La hermana de Francisco Palenzuela, Rosa, siempre ha destacado que los hechos que cometieron en diciembre de 1997 «estuvieron muy mal», pero todos los familiares insisten que la sentencia es excesiva. Después de muchos intentos no han conseguido ni el tercer grado ni mucho menos el indulto, que es su verdadero objetivo.
Avances
El único beneficio penitenciario que han recibido, de momento, los empresarios ejidenses Francisco Palenzuela y Juan Antonio Fernández es que la Dirección General de Instituciones Penitenciarias decidió en el mes de junio aplicar a estos presos el artículo 100.2 del Reglamento Penitenciario. De esta forma se establecía un sistema a medio camino entre el segundo y el tercer grado. Desde entonces, Palenzuela y Fernández pueden salir tres días en semana del Acebuche, aunque tengan que dormir entre rejas los siete.
Los familiares de los empresarios se han mostrado dispuestos a seguir defendiendo el arrepentimiento de Palenzuela y Fernández por los hechos, a los que siempre restan los matices xenófobos o racistas. En esta línea, Rosa Palenzuela ha asegurado en más de una ocasión que no se trató de una agresión por cuestión de raza y que ni siquiera están condenados por ese motivo. Así, destacó que la última petición de indulto solicitada al Ministerio de Justicia también llevaba el apoyo de una veintena de compañeros de prisión de los empresarios que son de origen magrebí y que aseguraban que recibían buen trato.

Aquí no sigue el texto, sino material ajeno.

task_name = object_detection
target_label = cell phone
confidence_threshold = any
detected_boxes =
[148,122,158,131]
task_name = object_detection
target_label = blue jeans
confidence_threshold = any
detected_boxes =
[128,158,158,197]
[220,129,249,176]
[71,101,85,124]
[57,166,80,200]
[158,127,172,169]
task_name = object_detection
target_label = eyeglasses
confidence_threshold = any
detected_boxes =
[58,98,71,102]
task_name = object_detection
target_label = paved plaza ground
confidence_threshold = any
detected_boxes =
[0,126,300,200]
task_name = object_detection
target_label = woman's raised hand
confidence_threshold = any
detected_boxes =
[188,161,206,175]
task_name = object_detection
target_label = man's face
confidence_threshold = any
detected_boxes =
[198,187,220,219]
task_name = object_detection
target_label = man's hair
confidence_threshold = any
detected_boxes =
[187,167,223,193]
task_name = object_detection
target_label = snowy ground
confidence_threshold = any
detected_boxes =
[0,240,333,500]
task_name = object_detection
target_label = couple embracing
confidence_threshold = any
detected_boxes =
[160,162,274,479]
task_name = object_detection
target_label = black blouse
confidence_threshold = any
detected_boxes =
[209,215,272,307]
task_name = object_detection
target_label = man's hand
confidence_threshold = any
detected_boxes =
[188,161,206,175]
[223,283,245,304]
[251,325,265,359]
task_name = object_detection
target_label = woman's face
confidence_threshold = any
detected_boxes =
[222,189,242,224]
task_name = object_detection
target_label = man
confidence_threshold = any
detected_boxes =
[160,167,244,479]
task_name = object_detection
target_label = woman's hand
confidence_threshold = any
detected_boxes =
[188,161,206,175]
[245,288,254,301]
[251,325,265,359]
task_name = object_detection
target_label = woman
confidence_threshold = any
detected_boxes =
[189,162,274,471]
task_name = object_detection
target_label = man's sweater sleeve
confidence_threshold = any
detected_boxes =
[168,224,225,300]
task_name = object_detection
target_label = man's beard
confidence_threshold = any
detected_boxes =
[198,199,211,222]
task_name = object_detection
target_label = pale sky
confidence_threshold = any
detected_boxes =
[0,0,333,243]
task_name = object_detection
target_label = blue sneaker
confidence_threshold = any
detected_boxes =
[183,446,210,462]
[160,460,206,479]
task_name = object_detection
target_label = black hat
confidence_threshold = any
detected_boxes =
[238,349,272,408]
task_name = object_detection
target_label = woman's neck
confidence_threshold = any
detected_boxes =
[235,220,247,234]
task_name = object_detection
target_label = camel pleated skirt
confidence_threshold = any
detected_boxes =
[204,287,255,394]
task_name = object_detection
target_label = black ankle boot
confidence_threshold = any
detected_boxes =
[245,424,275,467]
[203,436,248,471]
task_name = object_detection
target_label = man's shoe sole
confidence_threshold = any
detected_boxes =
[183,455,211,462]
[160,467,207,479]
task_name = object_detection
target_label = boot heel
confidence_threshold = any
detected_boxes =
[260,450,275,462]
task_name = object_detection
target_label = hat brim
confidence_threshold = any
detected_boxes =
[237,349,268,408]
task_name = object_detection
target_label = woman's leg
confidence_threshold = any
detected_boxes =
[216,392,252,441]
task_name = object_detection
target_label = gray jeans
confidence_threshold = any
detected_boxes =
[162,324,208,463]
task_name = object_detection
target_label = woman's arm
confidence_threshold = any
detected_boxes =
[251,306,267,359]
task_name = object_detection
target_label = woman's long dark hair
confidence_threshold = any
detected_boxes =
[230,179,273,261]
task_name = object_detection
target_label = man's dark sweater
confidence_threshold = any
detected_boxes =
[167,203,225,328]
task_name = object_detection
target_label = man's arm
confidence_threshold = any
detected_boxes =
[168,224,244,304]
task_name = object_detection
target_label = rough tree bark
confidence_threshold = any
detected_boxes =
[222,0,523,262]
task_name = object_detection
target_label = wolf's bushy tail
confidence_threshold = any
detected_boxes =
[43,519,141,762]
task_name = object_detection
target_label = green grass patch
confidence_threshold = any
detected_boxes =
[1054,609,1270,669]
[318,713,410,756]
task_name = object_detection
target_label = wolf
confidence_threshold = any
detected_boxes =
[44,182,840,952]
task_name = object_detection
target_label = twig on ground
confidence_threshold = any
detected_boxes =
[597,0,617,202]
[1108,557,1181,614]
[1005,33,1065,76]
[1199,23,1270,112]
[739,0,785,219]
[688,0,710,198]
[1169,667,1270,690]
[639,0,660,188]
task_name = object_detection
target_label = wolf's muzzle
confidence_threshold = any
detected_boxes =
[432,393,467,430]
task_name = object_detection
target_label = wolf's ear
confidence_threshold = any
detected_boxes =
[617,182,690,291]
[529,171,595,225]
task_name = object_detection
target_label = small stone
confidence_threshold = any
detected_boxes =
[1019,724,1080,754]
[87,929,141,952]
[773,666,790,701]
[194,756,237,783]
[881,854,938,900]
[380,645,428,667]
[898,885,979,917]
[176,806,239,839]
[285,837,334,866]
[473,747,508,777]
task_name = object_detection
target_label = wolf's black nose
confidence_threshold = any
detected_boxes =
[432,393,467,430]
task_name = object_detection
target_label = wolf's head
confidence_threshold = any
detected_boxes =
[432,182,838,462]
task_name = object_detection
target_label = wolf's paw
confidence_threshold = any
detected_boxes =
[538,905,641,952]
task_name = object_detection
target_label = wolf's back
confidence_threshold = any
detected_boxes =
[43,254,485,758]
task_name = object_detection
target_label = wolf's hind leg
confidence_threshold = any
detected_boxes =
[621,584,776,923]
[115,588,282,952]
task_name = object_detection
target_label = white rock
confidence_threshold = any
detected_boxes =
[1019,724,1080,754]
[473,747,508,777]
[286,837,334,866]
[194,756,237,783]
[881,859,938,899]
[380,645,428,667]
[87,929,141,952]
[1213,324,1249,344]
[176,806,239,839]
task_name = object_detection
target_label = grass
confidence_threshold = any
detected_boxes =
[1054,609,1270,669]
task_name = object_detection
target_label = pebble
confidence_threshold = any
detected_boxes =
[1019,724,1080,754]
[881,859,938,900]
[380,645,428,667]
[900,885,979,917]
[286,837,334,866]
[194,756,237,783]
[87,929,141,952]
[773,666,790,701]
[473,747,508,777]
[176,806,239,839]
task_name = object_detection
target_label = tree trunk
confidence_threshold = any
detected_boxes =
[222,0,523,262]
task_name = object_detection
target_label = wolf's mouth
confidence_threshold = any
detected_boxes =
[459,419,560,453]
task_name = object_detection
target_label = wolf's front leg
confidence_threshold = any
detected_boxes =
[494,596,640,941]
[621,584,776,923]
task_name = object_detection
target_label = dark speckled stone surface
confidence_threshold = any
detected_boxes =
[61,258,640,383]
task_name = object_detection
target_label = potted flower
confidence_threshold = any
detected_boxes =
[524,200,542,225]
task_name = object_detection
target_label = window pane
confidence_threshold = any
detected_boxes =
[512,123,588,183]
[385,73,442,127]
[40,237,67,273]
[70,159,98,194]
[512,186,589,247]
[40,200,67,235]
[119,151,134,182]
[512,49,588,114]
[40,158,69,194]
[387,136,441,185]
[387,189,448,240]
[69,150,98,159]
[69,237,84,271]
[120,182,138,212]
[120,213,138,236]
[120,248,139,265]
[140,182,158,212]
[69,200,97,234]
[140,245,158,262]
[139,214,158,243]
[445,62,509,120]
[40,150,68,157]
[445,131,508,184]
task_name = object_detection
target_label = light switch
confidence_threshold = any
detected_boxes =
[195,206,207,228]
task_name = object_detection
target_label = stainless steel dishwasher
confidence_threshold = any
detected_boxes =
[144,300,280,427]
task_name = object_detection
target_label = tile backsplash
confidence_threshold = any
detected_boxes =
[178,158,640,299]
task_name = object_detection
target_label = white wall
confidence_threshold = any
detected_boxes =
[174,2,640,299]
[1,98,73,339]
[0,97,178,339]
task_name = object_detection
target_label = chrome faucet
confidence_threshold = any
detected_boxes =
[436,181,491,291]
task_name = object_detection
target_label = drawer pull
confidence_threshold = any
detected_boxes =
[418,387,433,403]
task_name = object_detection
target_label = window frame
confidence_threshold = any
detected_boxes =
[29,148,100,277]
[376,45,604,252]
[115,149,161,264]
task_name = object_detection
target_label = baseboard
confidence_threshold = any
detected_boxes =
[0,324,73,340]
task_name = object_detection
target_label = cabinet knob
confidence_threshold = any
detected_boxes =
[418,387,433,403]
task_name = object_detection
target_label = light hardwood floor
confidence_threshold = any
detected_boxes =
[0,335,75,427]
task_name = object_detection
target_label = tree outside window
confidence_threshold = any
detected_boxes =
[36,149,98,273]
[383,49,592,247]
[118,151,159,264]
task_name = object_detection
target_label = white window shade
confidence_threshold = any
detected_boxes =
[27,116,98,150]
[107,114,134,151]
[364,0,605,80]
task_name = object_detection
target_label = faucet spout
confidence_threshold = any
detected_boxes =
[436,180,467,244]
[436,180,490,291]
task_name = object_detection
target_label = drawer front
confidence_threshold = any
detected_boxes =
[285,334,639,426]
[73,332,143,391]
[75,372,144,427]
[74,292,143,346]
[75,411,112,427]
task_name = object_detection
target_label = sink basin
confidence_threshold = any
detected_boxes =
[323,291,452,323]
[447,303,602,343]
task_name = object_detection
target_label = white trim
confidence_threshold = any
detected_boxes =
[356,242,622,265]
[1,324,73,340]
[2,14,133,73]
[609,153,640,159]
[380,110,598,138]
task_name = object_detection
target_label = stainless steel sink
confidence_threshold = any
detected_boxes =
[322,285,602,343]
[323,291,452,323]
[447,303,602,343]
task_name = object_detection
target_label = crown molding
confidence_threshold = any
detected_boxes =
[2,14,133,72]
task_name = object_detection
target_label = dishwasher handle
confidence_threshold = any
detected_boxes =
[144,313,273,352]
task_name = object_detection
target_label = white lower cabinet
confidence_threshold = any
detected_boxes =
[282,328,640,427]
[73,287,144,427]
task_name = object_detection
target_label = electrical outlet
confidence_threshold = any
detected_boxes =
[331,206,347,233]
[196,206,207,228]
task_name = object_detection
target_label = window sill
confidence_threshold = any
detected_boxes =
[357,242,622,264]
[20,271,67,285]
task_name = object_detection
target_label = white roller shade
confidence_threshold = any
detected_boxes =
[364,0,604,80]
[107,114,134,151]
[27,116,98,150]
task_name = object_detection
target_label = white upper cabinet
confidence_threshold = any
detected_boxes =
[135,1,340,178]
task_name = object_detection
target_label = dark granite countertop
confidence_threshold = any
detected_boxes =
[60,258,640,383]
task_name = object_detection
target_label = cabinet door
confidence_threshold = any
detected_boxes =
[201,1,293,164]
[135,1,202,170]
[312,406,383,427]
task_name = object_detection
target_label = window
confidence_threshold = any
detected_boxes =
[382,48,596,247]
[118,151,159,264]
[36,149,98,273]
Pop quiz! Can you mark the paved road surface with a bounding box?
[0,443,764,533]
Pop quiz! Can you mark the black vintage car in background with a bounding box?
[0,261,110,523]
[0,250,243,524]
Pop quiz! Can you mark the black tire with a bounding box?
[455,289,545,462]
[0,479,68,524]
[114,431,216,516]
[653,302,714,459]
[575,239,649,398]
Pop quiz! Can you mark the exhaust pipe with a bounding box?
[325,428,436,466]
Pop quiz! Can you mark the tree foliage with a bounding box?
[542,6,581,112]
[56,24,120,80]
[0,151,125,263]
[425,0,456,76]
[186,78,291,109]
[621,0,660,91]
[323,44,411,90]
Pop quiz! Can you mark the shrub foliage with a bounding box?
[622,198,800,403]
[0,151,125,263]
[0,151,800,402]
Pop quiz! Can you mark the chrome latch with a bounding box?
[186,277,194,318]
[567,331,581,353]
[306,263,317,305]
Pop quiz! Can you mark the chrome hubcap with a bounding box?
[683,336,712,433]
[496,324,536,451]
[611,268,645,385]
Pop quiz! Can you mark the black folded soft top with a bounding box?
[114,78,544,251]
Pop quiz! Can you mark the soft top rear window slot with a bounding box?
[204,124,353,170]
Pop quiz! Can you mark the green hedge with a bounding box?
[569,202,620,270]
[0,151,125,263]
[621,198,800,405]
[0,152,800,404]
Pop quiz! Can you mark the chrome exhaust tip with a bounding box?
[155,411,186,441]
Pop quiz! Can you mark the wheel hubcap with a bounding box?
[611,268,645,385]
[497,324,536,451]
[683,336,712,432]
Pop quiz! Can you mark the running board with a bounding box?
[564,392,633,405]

De hecho, en la manifestación que se celebró en mayo en El Ejido, participó un ex compañero de celda de Palenzuela que reconoció que había una relación excelente con ambos acusados. Y es que muchos aseguran que Justicia se vio influenciada a la hora de dictar la primera sentencia condenatoria porque llegaba sólo dos años después de los famosos sucesos de 2000.